Sainsbury’s has been featured in multiple places as a strong example of GDPR best practices.

This is well-deserved. Sainsbury’s sign-up form experience is straightforward and clear. In places where the form asks for extra personal details, such as their phone number and Nectar Card number, explanations are provided as to why the company needs them (though the Nectar Card one is admittedly a bit of a given).

Sainsbury’s also clearly separates out consent to its Terms & Conditions from consent to receiving marketing communications.

These communications are strictly opt-in, with no boxes checked by default, though as Ben Davis points out in his piece, the fact that all of the different communication channels (email, post, SMS, phone and “other electronic means”) are lumped in together is less than ideal, losing Sainsbury’s some points on the granular consent front.

Clas Ohlson

Swedish hardware retailer Clas Ohlson is another good example of how to proactively obtain your customers’ consent under GDPR.

In addition to emailing its customers about the new regulation, the company makes its consent form easy to access at any time within users’ profile settings, under a clearly-marked ‘My Consent’ tab.

There are separate checkboxes for opting into or out of email, SMS and postal communication, though email and postal communication are initially opted in by default – plus points for granular consent, and minus points for not obtaining positive consent for all channels.

Agreement to the website’s Terms of Service is clearly separated out from giving consent to receive marketing communications based on your purchasing habits, and Clas Ohlson makes sure this statement of consent is as fully-worded as possible, complete with information on how to withdraw.

However, the layout of the form is potentially misleading, with a link to the Terms of Service and Privacy Policy appearing above the marketing communications checkbox – which could lead to some users opting in to marketing communications when they meant to consent to the ToS.

Information Commissioner’s Office (ICO)

We've quoted the ICO’s guidelines on GDPR a number of times in this article, and given the amount of guidance and best practices the ICO has published on GDPR, you would expect it to be compliant with the regulation.

However, it never hurts to check that privacy organizations are indeed practicing what they preach.

The ICO’s e-newsletter sign-up form is plain and functional, with no frills attached.

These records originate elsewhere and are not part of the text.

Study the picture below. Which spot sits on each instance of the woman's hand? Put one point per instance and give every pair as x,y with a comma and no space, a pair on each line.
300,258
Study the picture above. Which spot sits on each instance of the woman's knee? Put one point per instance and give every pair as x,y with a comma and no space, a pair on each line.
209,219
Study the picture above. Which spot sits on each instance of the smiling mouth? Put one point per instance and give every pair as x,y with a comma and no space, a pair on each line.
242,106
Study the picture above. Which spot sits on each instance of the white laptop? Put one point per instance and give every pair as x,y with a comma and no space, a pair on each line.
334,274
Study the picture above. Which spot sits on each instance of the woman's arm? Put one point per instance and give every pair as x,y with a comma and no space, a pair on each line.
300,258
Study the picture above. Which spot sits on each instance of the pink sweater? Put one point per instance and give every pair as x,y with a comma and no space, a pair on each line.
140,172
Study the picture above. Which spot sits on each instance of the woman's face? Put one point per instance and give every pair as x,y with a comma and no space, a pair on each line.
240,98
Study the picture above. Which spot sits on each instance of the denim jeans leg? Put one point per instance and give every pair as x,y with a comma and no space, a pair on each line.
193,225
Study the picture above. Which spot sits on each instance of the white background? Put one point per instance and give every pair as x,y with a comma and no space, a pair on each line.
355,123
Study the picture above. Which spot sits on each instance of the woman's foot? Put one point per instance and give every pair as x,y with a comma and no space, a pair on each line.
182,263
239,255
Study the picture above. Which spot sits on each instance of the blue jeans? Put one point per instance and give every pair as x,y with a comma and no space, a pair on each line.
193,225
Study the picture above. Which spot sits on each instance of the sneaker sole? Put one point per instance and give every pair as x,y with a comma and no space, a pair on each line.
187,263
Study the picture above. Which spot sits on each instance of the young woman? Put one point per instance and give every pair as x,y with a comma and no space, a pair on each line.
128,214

Aside from the most basic information required for an electronic newsletter, the form has two additional fields, ‘Organisation’ and ‘Region’, neither of which are compulsory.

Like Future Content, the ICO also explains clearly to what extent third parties are involved in handling the information, the data it collects and tracks, and why. It also links to the company’s Privacy Notice, which contains accessible explanations of GDPR and the data that the ICO collects under various circumstances.